When I brush the question, I come across a suffix expression question , Then I feel that this problem is a classic stack application type problem , Just by this question , Let's talk about the usage of stack , Solved this problem by the way .

as everyone knows , Stack is a first in and last out data structure , Use this feature , It is very common in program design , Such as ： Parentheses matching 、 Expression evaluation 、 The application in recursion is inseparable from the data structure of stack .

Let me give you a brief introduction one by one .（PS： I will not repeat the data structure of the stack here , You can learn about ）

1. The application of stack in bracket matching

Suppose two parentheses are allowed in an expression ：｜ straight ｜ Brackets and brackets , Its nesting In any order namely （［］（）） or ［（［］[ ]）］ And so on are in the correct format ,［（］） or （［（）） or （（）］ Are in incorrect format .

We consider the following sequence of parentheses ：

Let's analyze it briefly ：

• The computer receives the 1 A bracket “ ［ ” after , Look forward to matching the 8 A bracket “ ］” appear .
• Got the 2 A bracket “（”, At this time 1 A bracket “［” Put it aside for the time being , And urgently look forward to matching the first 7 A bracket “）” appear .
• Got the 3 A bracket “ ［ ”, At this time 2 Gekuo Number “（” Put it aside for the time being , And urgently look forward to matching the first 4 A bracket “］” appear . The first 3 A bracket Your expectations are met , After digestion , The first 2 A bracket The expectation matching becomes The most urgent task at present .
• And so on , It can be seen that the process and the idea of stack 、 Coincide .

We will follow the above process , The following design ideas can be given ：

• Initialize a stack stack, Start scanning the parenthesis strings in turn string, When you meet [ ’ 、 ( ’ When you open a bracket, push it onto the stack .
• When a right parenthesis is encountered, it will check whether the element at the top of the stack is the left parenthesis corresponding to this right parenthesis , If it corresponds to , Then the corresponding left bracket is pushed out of the stack , If it doesn't correspond to , The expression is wrong , return false.
• Only the left parenthesis is pushed into the stack during the process , When the expression is correct , Finally, the stack will turn the left bracket out of the stack again and again and become an empty stack .
• After scanning all characters , Check whether the stack is empty , if , return true, Otherwise return to false.

Title source ：20. Valid parenthesis
answer ：(PS:Java edition )

    public boolean isValid(String s) {
    
        Stack<Character> stack = new Stack<Character>();
        for (int i = 0; i < s.length(); i++) {
    
            char c = s.charAt(i);
            if (c == '(' || c == '[' || c == '{') {
    
                stack.push(c);
            } else {
    
                if (stack.isEmpty()) return false;
                char topChar = stack.pop();
                if (c == ')' && topChar != '(') return false;
                if (c == ']' && topChar != '[') return false;
                if (c == '}' && topChar != '{') return false;
            }
        }
        // Judge whether the stack is empty 
        if (stack.isEmpty()) return true;
        return false;
    }

2. The application of stack in expression evaluation

Expression evaluation is a programming language compilation in One of the most basic The problem of , Its implementation is a typical example of finding applications .

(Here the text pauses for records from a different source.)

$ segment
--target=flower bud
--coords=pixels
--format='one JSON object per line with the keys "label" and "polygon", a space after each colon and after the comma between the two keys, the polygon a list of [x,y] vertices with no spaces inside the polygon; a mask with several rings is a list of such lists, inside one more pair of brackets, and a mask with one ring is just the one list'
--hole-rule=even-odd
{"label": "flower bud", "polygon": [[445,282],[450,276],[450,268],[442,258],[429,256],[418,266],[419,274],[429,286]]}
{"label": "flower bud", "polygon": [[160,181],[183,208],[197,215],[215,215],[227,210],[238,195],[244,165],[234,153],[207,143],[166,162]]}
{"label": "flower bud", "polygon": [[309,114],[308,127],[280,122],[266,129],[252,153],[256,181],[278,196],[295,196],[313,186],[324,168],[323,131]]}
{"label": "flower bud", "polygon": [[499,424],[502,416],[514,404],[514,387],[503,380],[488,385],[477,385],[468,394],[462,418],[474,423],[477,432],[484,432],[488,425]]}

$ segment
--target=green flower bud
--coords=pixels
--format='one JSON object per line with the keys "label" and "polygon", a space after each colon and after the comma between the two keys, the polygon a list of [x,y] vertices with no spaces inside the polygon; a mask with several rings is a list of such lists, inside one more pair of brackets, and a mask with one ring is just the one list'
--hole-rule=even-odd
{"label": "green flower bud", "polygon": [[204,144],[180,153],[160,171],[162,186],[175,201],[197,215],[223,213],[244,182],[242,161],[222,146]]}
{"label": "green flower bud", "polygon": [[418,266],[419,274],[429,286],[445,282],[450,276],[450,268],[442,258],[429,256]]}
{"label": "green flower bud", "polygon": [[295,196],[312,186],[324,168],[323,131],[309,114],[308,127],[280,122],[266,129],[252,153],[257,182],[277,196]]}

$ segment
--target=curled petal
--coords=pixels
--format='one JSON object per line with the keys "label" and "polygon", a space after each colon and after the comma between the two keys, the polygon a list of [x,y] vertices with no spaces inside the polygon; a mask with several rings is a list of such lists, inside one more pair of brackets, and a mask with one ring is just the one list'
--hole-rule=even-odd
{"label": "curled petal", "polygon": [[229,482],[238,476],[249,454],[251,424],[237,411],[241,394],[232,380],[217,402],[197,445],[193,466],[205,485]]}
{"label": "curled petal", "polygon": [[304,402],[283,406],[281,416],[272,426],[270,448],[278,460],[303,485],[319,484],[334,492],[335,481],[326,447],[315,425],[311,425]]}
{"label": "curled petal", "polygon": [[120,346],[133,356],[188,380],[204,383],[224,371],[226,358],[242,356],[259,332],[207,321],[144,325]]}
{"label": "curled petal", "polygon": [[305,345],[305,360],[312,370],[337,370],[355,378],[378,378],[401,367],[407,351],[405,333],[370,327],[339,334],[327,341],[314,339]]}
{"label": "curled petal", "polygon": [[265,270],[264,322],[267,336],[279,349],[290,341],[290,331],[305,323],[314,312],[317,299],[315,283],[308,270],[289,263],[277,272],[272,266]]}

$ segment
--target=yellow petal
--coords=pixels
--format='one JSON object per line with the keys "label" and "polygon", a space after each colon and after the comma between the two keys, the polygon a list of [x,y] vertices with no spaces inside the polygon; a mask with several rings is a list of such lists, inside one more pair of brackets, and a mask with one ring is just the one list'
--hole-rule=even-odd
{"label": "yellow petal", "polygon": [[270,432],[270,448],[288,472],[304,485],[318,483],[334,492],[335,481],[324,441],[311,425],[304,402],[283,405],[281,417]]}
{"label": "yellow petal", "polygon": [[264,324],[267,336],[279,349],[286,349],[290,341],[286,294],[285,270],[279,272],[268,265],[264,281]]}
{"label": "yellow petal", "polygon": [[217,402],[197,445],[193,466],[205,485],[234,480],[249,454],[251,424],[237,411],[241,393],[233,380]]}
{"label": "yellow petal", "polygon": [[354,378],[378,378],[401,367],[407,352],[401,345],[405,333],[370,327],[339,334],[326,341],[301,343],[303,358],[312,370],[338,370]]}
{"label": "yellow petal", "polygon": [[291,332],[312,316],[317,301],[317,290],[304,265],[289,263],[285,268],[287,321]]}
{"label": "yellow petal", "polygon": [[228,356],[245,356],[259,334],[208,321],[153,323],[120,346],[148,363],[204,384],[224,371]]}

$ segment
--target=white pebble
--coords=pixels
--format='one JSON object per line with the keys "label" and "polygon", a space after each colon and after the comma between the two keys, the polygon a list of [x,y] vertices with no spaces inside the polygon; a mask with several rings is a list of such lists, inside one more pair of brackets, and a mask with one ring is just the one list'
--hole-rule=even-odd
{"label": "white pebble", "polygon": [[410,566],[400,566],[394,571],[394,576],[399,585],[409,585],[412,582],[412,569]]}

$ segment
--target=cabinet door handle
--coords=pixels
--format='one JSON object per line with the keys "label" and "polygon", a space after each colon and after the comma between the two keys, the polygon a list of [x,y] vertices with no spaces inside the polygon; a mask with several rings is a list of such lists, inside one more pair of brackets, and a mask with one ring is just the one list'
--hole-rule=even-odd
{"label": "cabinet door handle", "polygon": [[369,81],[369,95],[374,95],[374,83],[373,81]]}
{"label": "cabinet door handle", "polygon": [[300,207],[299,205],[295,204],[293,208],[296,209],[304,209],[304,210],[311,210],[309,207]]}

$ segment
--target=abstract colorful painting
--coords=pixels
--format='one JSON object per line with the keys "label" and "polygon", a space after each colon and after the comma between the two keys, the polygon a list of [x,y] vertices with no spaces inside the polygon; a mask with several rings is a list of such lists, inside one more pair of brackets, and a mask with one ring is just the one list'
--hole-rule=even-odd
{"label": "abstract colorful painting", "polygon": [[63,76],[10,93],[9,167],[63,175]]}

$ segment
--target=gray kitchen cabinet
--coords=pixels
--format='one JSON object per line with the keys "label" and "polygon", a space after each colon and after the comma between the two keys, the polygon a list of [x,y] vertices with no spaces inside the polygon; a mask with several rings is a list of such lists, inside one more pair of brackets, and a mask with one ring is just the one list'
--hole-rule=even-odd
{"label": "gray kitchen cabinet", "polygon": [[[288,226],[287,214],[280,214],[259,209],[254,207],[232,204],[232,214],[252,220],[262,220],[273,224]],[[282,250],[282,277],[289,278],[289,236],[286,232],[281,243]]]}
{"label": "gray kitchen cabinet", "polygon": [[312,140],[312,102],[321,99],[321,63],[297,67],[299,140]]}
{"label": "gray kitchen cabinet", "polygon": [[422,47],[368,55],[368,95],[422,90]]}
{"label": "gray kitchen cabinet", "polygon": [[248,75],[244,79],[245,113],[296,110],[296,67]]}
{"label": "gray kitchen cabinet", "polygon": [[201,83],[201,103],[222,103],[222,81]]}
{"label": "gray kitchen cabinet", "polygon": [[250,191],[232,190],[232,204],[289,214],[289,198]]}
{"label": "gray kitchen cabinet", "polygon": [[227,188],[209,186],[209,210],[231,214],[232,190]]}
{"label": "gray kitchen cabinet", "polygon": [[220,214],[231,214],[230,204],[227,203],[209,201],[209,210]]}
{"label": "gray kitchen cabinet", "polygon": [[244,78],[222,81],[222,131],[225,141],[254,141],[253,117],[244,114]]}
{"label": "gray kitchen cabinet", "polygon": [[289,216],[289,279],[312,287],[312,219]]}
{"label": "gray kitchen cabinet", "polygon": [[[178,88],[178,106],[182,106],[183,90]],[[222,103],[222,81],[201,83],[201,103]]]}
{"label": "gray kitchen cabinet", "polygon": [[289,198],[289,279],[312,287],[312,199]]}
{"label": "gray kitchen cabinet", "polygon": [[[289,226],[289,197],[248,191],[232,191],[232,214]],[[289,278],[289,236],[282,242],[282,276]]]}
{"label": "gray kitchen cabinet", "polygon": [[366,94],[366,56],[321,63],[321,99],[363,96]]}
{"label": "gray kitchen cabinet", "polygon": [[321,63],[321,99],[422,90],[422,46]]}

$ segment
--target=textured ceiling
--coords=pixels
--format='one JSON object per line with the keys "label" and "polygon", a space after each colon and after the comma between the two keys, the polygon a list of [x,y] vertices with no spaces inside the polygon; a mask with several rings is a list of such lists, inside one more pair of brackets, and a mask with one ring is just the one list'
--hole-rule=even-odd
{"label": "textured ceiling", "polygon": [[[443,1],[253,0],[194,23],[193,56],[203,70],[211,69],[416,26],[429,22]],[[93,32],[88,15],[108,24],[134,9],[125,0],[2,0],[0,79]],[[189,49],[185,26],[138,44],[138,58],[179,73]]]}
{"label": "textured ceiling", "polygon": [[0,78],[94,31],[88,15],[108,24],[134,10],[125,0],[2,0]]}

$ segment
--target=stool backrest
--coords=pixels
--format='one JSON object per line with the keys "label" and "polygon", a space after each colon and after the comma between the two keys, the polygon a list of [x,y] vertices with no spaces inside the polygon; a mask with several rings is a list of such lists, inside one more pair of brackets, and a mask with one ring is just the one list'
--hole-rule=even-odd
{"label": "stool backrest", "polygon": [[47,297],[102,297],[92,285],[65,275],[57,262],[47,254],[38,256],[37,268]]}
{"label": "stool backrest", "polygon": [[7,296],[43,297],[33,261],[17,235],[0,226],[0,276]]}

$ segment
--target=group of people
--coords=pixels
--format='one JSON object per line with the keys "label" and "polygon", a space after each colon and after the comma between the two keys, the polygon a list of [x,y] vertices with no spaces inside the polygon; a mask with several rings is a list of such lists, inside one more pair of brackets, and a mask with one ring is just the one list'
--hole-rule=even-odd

Infix expressions not only depend on the priority of operators , And you have to deal with parentheses . The operator of the suffix expression is after the operand , The priority of the operator has been considered in the suffix expression , There are no brackets , Only operands and operators .

Infix expression A+B*(C-D)-E/F The corresponding suffix expression is ABCD-*EF/-.

It involves a knowledge point , Infix is how our normal operation order becomes a suffix expression ？ If you are good at data structure, you can skip this section .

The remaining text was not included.